Siz İnanıyor musunuz? - Spor Türk

Spor Türk

İyi oyun, iyi haber

Breaking

13 Temmuz 2011 Çarşamba

Siz İnanıyor musunuz?



Öncelikle belirtmek gerekirse, bu satırları yazan ikişi de Türk Futbolundaki pislikten şikayetçidir ve artık çok sevdiği takımının bile maçlarını ancak denk gelirse televizyondan seyretmektedir. Şampiyonluğa oynayan Bakan Memleketi takımlarına trilyonlarca yardım yağdırılırken bize transfer yasağı geldi, hakemler maçlarımızı elimizden alıp rakiplere verdiler, protesto eden 20-30 kişinin 2 dakikalık küfürüne 4 maç ceza yedik, ayan beyan şike yapıldı herkes televizyonlardan seyretti biz küme düştük. Artık dayanamadığım için koptum tribünlerden.

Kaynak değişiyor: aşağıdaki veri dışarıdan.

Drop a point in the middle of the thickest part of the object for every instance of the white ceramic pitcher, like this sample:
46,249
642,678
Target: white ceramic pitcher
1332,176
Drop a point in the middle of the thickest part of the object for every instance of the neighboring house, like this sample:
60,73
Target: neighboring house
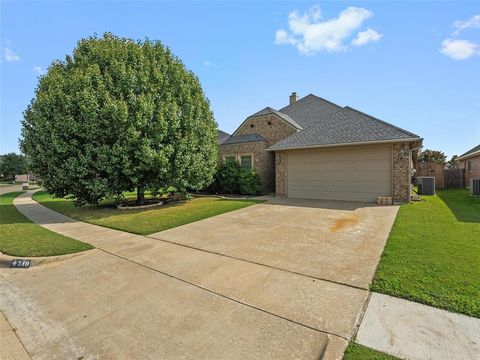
316,149
470,162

Yıllardır dönen pisliğin bir şekilde engellenmesini çok isterim ama yapılacak temizliğin Bundesliga yada Eredivise kadar temiz bir lig ve futbol düzenini getirmesini istiyorum. Birilerinin yetersiz delillerle, kelle avcılığı yapması benim beklediğim ve istediğim adalet anlayışına uymuyor. Bu operasyon belli ki 2011-12 sezonundaki dengeleri baştan değiştirmeyi hedeflemiş ancak olmamış. Kervan yolda düzülür misali senaryo yazıldıkça birileri içeri alınıyor onlara bir şeyler itiraf ettirilmeye çalışılıyor, o meçhul senaryonun detayları devamlı değişiyor. Bu yaşananlar gösteriyorki elde hukuken güçlü deliller yok.

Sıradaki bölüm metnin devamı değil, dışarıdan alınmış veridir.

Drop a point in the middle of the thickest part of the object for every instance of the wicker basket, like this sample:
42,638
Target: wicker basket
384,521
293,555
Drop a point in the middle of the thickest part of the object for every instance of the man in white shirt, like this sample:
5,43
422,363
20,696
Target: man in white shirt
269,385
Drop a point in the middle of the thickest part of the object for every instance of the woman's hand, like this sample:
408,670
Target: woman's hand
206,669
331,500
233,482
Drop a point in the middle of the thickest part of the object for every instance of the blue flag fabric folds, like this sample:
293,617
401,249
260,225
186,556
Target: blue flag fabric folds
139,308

Dün yaşananlar üzerinden "Gördünüz mü bak şike varmış!" diye çığrınan bir takım maksadı belli adamların ve ne olduğunun farkında olmayan bazı kafasız taraftarların etkisinde kalmayın. Dün tam bir tiyatroydu. Serdal Adalı ve Tayfur Havutçu "davet" edildikleri ifadeye geldiklerinde, bir anda sanık durumuna düşürüldüler. Bunların ardından tamamen gizli olması gereken ifadeler dışarı naklen sızdırılmaya, daha doğrusu bilgi kirliliği yaratılmaya başlandı. İbrahim akın ve İskender Alın'ın şikeyi "itiraf" ettikleri haberi yayıldı ve bir anda bomba gibi patladı. Ancak daha sonra mikrofon uzatılan İbrahim Akın'ın avulatı; ısrarla müvekkilinin bir itirafta bulunmadığını böyle bir şeyin sözkonusu olmadığını açıkladı.

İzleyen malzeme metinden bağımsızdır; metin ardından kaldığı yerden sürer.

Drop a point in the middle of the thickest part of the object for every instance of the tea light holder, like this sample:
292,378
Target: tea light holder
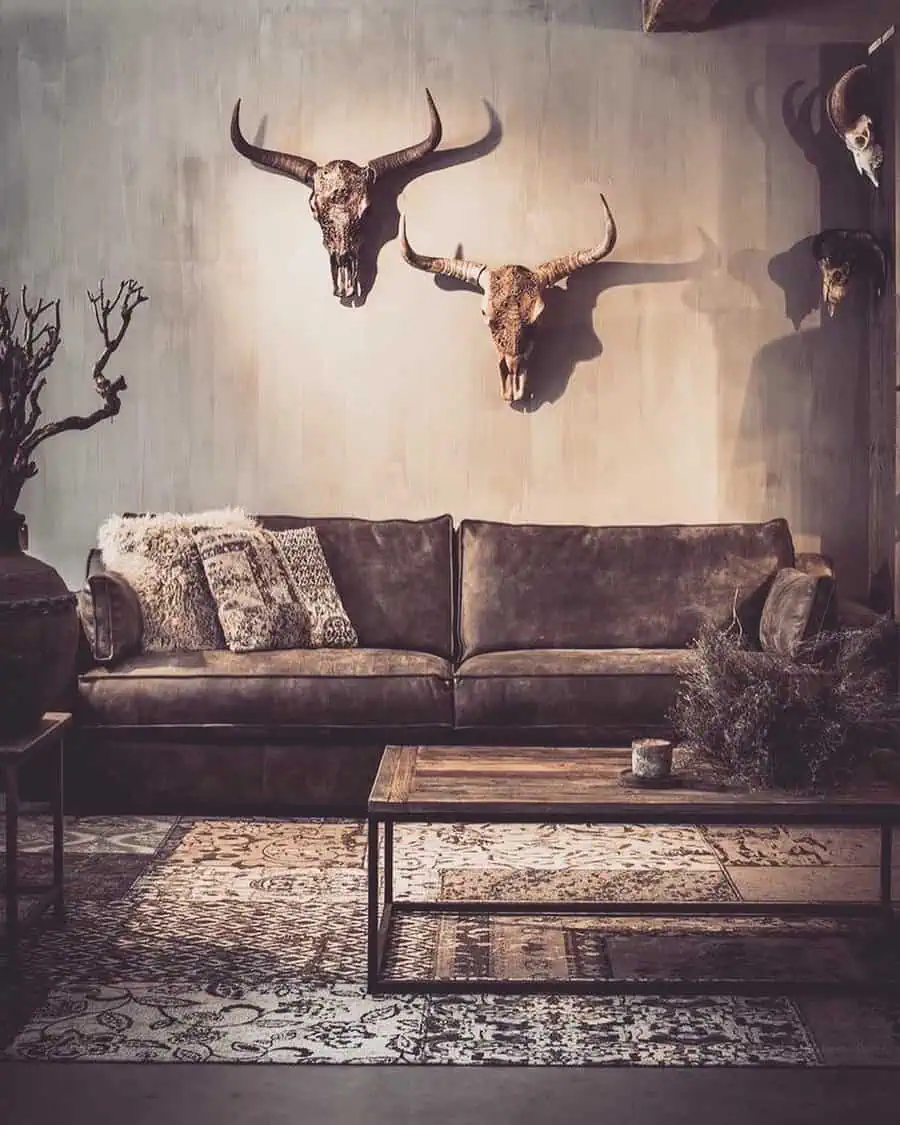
651,758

Olan biten çok açık aslında. Emniyete ve bu iddianame süreçlerine biraz aşinaysanız neler döndüğünü anlamak zor değil. Sorguya alınan ve istenilen şekilde çözülmeyen yönetici ve diğer sanıkların aksine faal furtbol hayatını sürdüren ve kaybedeceği çok şey olan futbolculara "pişmanlık" benzeri anlaşma teklif edildiği çok belli. Tutuklanmaktan ve kendisi için altın değerinde 2-3 seneyi içerde geçirmekten korkan İbrahim Akın belli ki önce önüne koyulan senaryoya imzayı atmayı düşündü ancak sonradan hukuki görüş alarak bu işden caydı. Beşiktaş'ın federayonun yanında pozisyon alması bu operasyonun hedefleri arasına Adalı ve Havutçu'yu da soktu. İbrahim Akın ve İskender Alın bu işde kullanılmaya çalışılan piyonlar sadece.

İnternette birbirine sallayan çoluk çocuğu geçin, ancak koca koca aklı başında adamlar ve kurumları temsil eden kişiler sakin olmalı ve yapılmaya çalışanları iyi okumalı. Bugün alınmaya çalışılan o itirafname şu an Türk Futbolu'nun kader belgesi durumunda. Eğer alınırsa federasyon üzerindeki baskılar artık dayanılmaz hale gelecek ve aynen istendiği gibi delilsiz, belgesiz bir infaz kararı vermek zorunda kalınılacak. Sadece Beşiktaş değil, Fenerbahçe ve Trabzonspor'un da ipi çekilecek eğer plan işlerse. Karambolden şampiyonluk alırız sanan Trabzonspor taraftarı tokadı daha önce yemişti dün de yapılanın amacının ne olduğuna kafası basmayan bir takım Beşiktaş taraftarı soğuk duş aldı.

Bu süreçte herkes soğukkanlı olmalı ve ortada çıkarılan gürültüye aldırmamalıdır. elde bulunan deliller kimseyi mahkum etmeye yetmediği için bir takım hukuki proses sonuna kadar zorlanıyor ve yasalar esnetiliyor. Federasyon ısrarla delil talep etmesine rağmen "yasal" delil ve ikna edici iddialar konamadı ortaya. Nihayetinde iş geldi tıkandı "itirafçı" statüsünden yararlandırılmakla iknaya çalışılan ve içeri tıkılma tehdidinden korkan 2 genç adamın ifadesine. Herkes soğukkanlı olsun ve camiasına sahip çıksın. Bir takım medyanın her şey yapılmış, olmuş ve hukuken delillendirilmiş gibi hüküm veren yayınlarına kulak asmasın kimse. Bugün asırlık camialara silah çekip tetikçiliğe soyunan bazı satılıkların daha önce başka dava süreçlerinde ne gibi iftiralarda bulunduğunu da biliyoruz.

Dün yazılan şu yazı da bu olacakları anlatmaya çalışıyordu. Merak eden okusun.

Tayfur Havutçu Apar Topar Neden Geldi

Son Söz: Karabükspor üzerine kayacak soruşturmanın merkezi.